Second you should find an artist who is a Dharma practitioner and will give you the tattoo out of Bodhicitta as well.
Thirdly the tattoo should be done on an auspicious day. If its going to take multiple sessions then they should all be done on these days only.
Fourthly the cost should be divided among these auspicious days so that each payment is an auspicious number. For example, $108 per session done over three (for the triple gem) or four (noble truths) sessions. Whatever the cost or number of sessions, it should all happen on auspicious days and be of auspicious numbers.
Fifth there is the money itself. A portion of it should be donated by the artist to a Dharma cause, or the artist should be willing to give a discount (like %10) or to forego their tip, and that this money will go towards a Dharma cause. Another possibility is a commitment to donate an amount equal to the cost of the tattoo for example, even if only a bit at a time as you are able. So if you spend $500 on a tattoo, you commit to give $500 to Dharma causes in the future.
Sixth you should begin each session with opening prayers and conclude with the dedication of merit, the artist should be willing to at least sit in on this if not participate.
Seventh you should recite a mantra or do a visualization or contemplation associated with Dharma while getting the tattoo. A tattoo of Manjushri for example is an obvious one, reciting OM A RA PA TSA NA DHIH while getting the tattoo done. If possible the artist should do this too, but if its distracting then there is no need since you dont want mistakes to be made! Furthermore if music is playing in the shop it should be Dharma songs/mantras/instruments and not just ordinary music like hip hop or heavy metal.
Eighth in regards to pain and blood, there are easily contemplations you can do for these. If you cannot maintain the view of equality and emptiness while getting tattooed, then you should think that since you can barely stand this pain now, so how will you stand the pain of the hell realms if you don't achieve enlightenment? Since that pain is much worse and lasts many times longer, you should contemplate in this way and consider the four thoughts that turn the mind from Samsara. As for blood there are two approaches you can take. One is that you can imagine that the loss of blood is the loss of negativity, and the receiving of ink is receiving the nectar of purification. At this time you could do Vajrasattva for example. Another method would be to see the blood as an offering to the beings of the lower realm, and the pain as self sacrifice for the benefit of these same beings who otherwise could not receive sustenance without your sacrifice, willingly offered out of love and compassion for them and the wish for them to attain liberation from their miserable state.
Ninth you should wish that every being who sees this tattoo will be inspired to practice Dharma and be liberated thereby.

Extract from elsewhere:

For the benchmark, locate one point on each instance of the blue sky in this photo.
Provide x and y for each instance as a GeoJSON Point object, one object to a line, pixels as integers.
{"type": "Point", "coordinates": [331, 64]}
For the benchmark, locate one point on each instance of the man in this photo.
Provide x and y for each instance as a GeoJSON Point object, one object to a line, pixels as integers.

And finally you should think that whatever the theme of the tattoo is, that you perfectly and completely receive its blessings and realize its ultimate meaning. That the accomplishment which it represents, whatever it might be, enters your mindstream fully and purifies all your negativities.
However most people wont go to this extent. Yet this is one example of how something ordinary and worldly can be turned into practice.
Most will get a tattoo because they think its cool, out of attachment to the idea. Possibly they will have a little faith that the tattoo will bring some blessing but because they put in so little effort, the result will also be little. Rather than doing mantra they will think ordinary things, rather than using the pain as practice they will just wish it would end. Rather than seeing it with pure view, its just very ordinary most of the time. Literally every time I see someone with Tibetan tattoos I find out they have little to no interest in Dharma, know next to nothing about Vajrayana, and barely understand the meaning of what they have. Some of them even have forgot what the meaning was or have no idea how to pronounce the word or what it says.
If on the other hand someone puts forth this much effort and really cares about the result, I see no reason why getting a Tattoo could not only be the cause for receiving blessings, but even possibly liberation itself. Its really on the practitioner to transform their actions and life into Dharma or not. Individual actions are neither good nor bad in themselves, its our intention and skillful means when performing them that will determine if it brings benefit to ourselves and others or not. The methods and ways of Vajrayana are inconceivably vast, being as numberless as there are phenomenal appearances in all of existence. Nothing is beyond its scope, but whether or not we transform our ordinary actions into practice depends upon us.